Aber nicht nur die kurzfristigen, sondern auch längerfristigen AKI-assoziierten Krankheitsfolgen in Form von erhöhter Morbidität und Mortalität sowie der Übergang in eine chronische oder sogar terminale Niereninsuffizienz nach überstandener AKI sind alarmierend. Vor allem Patienten auf Intensivstation („intensive care unit“, ICU) stellen ein besonderes Risikokollektiv dar. Bis zu 57% der intensivmedizinischen Patienten entwickeln eine AKI, wobei die Inzidenz der AKI – abhängig von der jeweiligen Fachdisziplin und Krankenhausstruktur – stark variiert. Etwa ein Drittel aller AKI sind einem operativen Kontext zuzuordnen. Die AKI-Häufigkeit beträgt ca. 32% nach kardiochirurgischen, jeweils 20-25% nach abdominal-chirurgischen und orthopädischen sowie etwa 12% nach neurochirurgischen Eingriffen.

Neben großen operativen Eingriffen sind in absteigender Häufigkeit vor allem Schockzustände, Medikamenten-induzierte Schädigungen und Harnabflussstörungen sowohl Risikofaktoren als auch Ursachen der AKI. Aber auch etablierte sowie neuartige onkologische Therapieregime führen durch ihr nephrotoxisches Nebenwirkungsprofil zu einer weiteren Zunahme der AKI-Zahlen. In 50% der Fälle dominiert allerdings die Sepsis (Blutvergiftung) als Ätiologie der AKI auf der ICU. Die AKI-assoziierte Krankenhaussterblichkeit bei Patienten auf Intensivstation ist dabei mit 25-60% seit Jahren unverändert hoch, vor allem bei Patienten mit RRT-pflichtiger AKI.

Je nach fachspezifischem Umfeld und AKI-Ursache, entwickeln 6-20% der Patienten den Bedarf für eine RRT. Ebenso steigt die Häufigkeit von RRT-Anwendungen jährlich um 10%. 12-25% dieser Patienten bleiben auch langfristig abhängig von einem Nierenersatzverfahren.

Zusammenfassend ist die AKI daher eine Krankheitsentität mit weitreichenden Konsequenzen für den individuellen Patienten und stellt Ärzte sowie das Gesundheitssystem vor enorme Aufgaben. Eine bestmögliche Versorgung dieser Patienten ist daher unser oberstes Ziel. Hierfür arbeiten wir an innovativen, neuen diagnostischen und therapeutischen Ansätzen, um das AKI-Management der Zukunft entscheidend zu verbessern.

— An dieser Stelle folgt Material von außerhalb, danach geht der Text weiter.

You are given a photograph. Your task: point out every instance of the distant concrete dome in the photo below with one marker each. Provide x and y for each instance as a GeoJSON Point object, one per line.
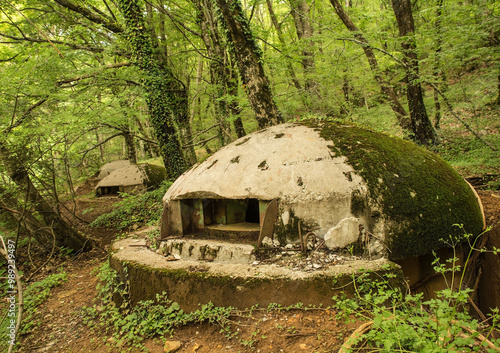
{"type": "Point", "coordinates": [110, 167]}
{"type": "Point", "coordinates": [130, 179]}
{"type": "Point", "coordinates": [349, 186]}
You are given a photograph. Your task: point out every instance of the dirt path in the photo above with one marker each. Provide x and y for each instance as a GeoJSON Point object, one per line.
{"type": "Point", "coordinates": [61, 328]}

Unser Bestreben ist es, vor allem auch die Krankheitsentstehung der AKI besser zur verstehen, da es weiterhin an zielgerichteten therapeutischen Optionen mangelt. In enger Kooperation mit den Kollegen der Anästhesiologie, Chirurgie und Inneren Medizin des Universitätsklinikums Heidelberg sowie industriellen Partnern, erforschen wir daher die immunologischen und metabolischen Krankheitsmechanismen der AKI sowie die Entwicklung und Validierung von Biomarkern zur optimierten Diagnostik, Therapiesteuerung und Nierenfunktionsbestimmung.

Ein weiterer Schwerpunkt unseres Teams liegt in der Erforschung, Etablierung und Weiterentwicklung von extrakorporalen Organersatzverfahren bei kritisch kranken Patienten. Hierbei konzentrieren wir uns neben der Anwendungsoptimierung der RRT auch auf weitere extrakorporale Therapien, wie Leberunterstützungsverfahren, Verfahren zur Entfernung von bakteriellen Gift- und Entzündungsstoffen sowie Plasmaaustauschverfahren bei inflammatorischen Krankheitszuständen.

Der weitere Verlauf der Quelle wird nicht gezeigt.